So to keep a mia noi, you need money – you already have a wife, after all, and probably kids too – and now you’re keeping another woman on the side. That costs!
Generally speaking, the poor and the lower middle class won’t have a mia noi because they don’t have the finances to maintain one.
Keeping a mia noi seems most common amongst the wealthy and super wealthy, and also seems rather popular with older public servants in senior positions, if casual observations are anything to go by.
Senior public servants may flirt with younger members of their team / department / organisation. It will be no secret that he has a wife and family already. His unsubtle signaling that he is interested in her comes with the understanding that if she puts out, he will pay up.
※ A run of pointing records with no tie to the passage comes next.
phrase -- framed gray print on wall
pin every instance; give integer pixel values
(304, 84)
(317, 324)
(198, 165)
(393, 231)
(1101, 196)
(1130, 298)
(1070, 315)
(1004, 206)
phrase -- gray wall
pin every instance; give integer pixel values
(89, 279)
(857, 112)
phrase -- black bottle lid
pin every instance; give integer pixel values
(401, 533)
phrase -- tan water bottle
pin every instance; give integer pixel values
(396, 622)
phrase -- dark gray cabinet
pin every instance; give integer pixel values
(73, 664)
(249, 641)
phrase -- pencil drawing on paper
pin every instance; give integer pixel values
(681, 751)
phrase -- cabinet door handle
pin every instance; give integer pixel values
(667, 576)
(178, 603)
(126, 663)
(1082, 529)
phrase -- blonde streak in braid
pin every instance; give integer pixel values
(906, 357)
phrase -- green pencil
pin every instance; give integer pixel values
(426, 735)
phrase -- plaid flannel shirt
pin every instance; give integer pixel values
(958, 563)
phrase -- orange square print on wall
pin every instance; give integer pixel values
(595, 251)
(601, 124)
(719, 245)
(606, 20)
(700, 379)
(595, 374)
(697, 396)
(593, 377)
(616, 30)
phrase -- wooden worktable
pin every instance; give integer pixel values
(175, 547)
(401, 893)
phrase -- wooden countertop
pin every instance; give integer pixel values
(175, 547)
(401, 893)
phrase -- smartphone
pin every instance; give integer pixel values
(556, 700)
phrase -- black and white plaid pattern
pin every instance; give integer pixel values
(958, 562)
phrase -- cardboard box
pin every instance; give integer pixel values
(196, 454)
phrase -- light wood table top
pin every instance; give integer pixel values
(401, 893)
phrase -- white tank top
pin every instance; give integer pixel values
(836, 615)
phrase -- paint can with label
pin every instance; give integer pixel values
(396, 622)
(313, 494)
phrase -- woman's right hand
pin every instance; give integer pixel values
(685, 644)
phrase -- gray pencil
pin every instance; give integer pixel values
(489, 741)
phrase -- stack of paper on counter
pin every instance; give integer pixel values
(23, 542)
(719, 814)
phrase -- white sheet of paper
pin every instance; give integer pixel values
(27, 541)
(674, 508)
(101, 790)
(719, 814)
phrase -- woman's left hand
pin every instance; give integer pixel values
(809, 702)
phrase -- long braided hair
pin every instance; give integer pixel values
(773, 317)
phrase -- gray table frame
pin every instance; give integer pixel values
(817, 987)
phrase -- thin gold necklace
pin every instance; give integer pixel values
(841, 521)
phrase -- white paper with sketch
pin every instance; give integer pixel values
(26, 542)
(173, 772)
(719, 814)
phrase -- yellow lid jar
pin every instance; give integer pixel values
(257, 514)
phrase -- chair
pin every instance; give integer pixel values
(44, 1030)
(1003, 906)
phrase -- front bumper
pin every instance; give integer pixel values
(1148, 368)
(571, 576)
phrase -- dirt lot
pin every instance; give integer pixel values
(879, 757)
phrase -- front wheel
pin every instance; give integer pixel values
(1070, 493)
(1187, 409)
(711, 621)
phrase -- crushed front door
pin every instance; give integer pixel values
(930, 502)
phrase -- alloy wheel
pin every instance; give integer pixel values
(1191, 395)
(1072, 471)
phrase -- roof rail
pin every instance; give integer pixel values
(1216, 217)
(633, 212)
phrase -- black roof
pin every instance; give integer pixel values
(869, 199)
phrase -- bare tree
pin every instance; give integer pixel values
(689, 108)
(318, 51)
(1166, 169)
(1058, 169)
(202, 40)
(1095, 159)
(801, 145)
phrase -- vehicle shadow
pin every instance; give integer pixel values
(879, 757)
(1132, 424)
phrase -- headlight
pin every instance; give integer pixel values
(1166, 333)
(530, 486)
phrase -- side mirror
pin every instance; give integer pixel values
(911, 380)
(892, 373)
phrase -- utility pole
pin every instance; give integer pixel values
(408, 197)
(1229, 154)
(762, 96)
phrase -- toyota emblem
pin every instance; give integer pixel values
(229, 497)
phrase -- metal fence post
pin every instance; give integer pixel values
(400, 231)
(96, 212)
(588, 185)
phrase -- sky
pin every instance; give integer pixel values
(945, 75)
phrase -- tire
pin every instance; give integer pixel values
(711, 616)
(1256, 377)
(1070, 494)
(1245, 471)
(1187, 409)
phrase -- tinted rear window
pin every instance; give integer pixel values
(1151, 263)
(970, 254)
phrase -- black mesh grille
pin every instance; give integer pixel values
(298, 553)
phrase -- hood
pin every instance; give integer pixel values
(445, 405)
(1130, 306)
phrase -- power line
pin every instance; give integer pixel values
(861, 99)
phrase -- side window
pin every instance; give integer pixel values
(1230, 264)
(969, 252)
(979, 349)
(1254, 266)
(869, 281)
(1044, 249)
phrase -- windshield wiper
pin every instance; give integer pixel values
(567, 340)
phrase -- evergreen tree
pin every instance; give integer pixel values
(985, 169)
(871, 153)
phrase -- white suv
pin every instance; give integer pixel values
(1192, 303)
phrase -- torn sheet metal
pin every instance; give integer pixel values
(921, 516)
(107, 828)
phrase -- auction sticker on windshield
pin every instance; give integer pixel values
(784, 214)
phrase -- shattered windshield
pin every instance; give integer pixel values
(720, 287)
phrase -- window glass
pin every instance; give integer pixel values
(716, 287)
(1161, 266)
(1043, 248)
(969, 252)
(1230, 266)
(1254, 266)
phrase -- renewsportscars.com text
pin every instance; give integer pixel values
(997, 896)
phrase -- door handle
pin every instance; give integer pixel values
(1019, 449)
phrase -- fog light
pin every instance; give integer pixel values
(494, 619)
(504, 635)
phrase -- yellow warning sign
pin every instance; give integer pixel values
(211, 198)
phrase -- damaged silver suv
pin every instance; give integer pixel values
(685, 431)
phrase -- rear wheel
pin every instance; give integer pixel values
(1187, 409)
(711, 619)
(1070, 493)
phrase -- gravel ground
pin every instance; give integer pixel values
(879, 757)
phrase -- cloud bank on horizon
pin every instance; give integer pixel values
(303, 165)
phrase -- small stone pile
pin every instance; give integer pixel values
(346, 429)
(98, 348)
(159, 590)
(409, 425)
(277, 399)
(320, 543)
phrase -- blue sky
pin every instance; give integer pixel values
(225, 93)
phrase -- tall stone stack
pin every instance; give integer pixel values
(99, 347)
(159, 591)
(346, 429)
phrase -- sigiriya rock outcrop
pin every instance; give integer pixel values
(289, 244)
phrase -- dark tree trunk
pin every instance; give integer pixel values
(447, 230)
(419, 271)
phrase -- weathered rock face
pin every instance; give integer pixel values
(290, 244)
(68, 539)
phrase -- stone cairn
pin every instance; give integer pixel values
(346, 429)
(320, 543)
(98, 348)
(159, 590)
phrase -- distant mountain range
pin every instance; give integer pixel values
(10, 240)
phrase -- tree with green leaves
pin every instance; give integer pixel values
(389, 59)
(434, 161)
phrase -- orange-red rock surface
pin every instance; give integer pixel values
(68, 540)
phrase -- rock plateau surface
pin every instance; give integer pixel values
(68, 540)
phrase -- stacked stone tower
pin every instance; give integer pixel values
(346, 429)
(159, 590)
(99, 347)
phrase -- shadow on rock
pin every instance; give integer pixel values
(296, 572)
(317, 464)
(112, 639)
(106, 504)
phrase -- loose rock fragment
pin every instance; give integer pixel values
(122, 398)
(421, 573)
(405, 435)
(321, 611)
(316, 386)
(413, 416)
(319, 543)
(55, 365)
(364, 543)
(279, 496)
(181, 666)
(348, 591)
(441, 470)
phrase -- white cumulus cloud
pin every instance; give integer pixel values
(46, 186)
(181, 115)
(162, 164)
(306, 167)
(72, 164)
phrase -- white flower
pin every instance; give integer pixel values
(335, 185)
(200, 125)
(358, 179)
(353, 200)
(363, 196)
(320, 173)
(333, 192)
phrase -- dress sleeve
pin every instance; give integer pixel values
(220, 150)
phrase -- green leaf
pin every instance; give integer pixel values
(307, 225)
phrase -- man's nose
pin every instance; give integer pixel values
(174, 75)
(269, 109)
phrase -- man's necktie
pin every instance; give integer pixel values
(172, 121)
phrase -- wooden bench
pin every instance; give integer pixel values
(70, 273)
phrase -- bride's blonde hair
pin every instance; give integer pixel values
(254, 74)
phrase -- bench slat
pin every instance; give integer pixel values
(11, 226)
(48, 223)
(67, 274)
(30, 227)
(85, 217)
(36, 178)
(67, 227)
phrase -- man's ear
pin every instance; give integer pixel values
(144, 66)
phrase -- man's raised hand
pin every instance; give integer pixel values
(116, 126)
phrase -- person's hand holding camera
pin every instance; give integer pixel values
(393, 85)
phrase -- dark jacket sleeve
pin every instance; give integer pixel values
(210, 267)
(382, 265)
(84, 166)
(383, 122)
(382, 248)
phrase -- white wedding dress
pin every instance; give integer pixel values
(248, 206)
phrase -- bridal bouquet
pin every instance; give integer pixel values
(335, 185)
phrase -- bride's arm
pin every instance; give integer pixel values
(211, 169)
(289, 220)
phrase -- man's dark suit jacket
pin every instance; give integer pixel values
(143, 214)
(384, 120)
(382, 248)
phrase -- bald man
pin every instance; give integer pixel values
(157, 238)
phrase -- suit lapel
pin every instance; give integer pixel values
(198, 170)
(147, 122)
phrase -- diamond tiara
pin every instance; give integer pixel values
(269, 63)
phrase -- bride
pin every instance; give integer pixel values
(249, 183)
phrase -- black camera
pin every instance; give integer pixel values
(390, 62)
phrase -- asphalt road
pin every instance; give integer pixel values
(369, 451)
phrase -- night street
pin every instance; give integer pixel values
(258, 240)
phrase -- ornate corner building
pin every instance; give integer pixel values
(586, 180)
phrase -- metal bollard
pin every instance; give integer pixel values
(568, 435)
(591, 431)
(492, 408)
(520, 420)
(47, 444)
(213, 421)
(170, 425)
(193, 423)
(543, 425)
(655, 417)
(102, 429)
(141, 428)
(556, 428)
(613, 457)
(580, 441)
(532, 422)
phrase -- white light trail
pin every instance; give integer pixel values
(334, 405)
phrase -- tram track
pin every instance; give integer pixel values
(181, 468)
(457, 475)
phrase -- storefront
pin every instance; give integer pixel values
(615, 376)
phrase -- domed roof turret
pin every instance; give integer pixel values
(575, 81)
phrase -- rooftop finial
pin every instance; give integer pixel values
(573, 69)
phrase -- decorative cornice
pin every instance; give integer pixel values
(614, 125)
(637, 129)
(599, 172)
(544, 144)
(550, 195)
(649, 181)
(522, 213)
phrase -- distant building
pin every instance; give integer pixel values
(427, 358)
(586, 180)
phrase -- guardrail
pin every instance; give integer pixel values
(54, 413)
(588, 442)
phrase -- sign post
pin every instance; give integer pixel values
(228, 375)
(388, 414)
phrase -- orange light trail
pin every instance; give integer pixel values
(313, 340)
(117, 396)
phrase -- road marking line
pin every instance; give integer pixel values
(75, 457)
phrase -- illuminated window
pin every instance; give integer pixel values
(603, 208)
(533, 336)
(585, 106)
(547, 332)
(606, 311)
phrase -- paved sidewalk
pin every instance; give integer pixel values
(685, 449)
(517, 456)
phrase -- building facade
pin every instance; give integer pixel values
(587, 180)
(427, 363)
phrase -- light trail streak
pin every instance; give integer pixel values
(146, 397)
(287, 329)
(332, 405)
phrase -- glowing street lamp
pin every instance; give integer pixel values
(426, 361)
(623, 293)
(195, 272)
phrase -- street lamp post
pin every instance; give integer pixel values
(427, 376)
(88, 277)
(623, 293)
It might be a one-off or it might be that he is looking for something more permanent.
As an aside, this is one reason some young, pretty Thai graduates are reluctant to take a job in the public service. Once highly desirable jobs (due to the fact that government officials get a generous pension when they retire), younger Thai women may shirk such positions these days as they avoid dealing with old lecherous bosses hitting on them.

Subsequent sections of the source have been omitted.